Yirmi Üçüncü Bölüm

380 18 7
                                    

Stepan Arkadyeviç, yüzünde mahkemede koltuğuna otururkenki mağrur anlatımı andıran bir anlatımla girdi Aleksey Aleksandroviç'in çalışma odasına. Aleksey Aleksandroviç ellerini arkasına bağlamış, odanın içinde dolaşıyor. Stepan Arkadyeviç'in karısıyla neler konuştuğunu düşünüyordu.

Stepan Arkadyeviç eniştesini görünce hiç alışık olmadığı bir çekingenlik duydu.

— Rahatsız etmiyorum ya? dedi.

Çekingenliğini gizlemek için yeni aldığı, değişik biçimde açılan puro kutusunu çıkardı, derisini kokladı, bir puro aldı içinden. Aleksey Aleksandroviç durgun:

— Hayır, rahatsız etmiyorsun, dedi. Bir şey mi istemiştin?

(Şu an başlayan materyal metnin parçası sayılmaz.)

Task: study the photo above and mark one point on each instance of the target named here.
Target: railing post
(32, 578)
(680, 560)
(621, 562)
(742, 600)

— Evet, istedim ki... seninle ko... evet seninle konuşmam gerek.

Stepan Arkadyeviç, hiç alışık olmadığı bu çekingenliğine şaşıyordu. Bu duygusu öylesine beklenmedik, öylesine tuhaf bir şeydi ki, Stepan Arkadyeviç bunun vicdanının sesi, yapmak niyetinde olduğu şeyin kötü olduğunu ona söyleyen vicdanının sesi olduğuna inanamıyordu. Zorladı kendini, ürkekliğini yendi. Yüzü kızararak:

— Umarım kız kardeşime olan sevgime, sana olan içten bağlılığıma, saygıma inanırsın, dedi.

Aleksey Aleksandroviç durdu, bir şey söylemedi. Ama yüzündeki, her şeye boyun eğdiğini, hazır olduğunu gösteren o mahzun anlatım Stepan Arkadyeviç'i şaşırtmıştı.

Stepan Arkadyeviç alışık olmadığı çekingenliğini yenmeye daha çok çalışarak:

— Kız kardeşim üzerine, ikinizin durumu üzerine konuşmak istiyordum, dedi. O niyetle geldim.

Aleksey Aleksandroviç acıklı acıklı gülümsedi. Kayınbiraderinin yüzüne baktı. Bir şey söylemeden masaya gitti, yarım bırakılmış bir mektubu alıp ona uzattı.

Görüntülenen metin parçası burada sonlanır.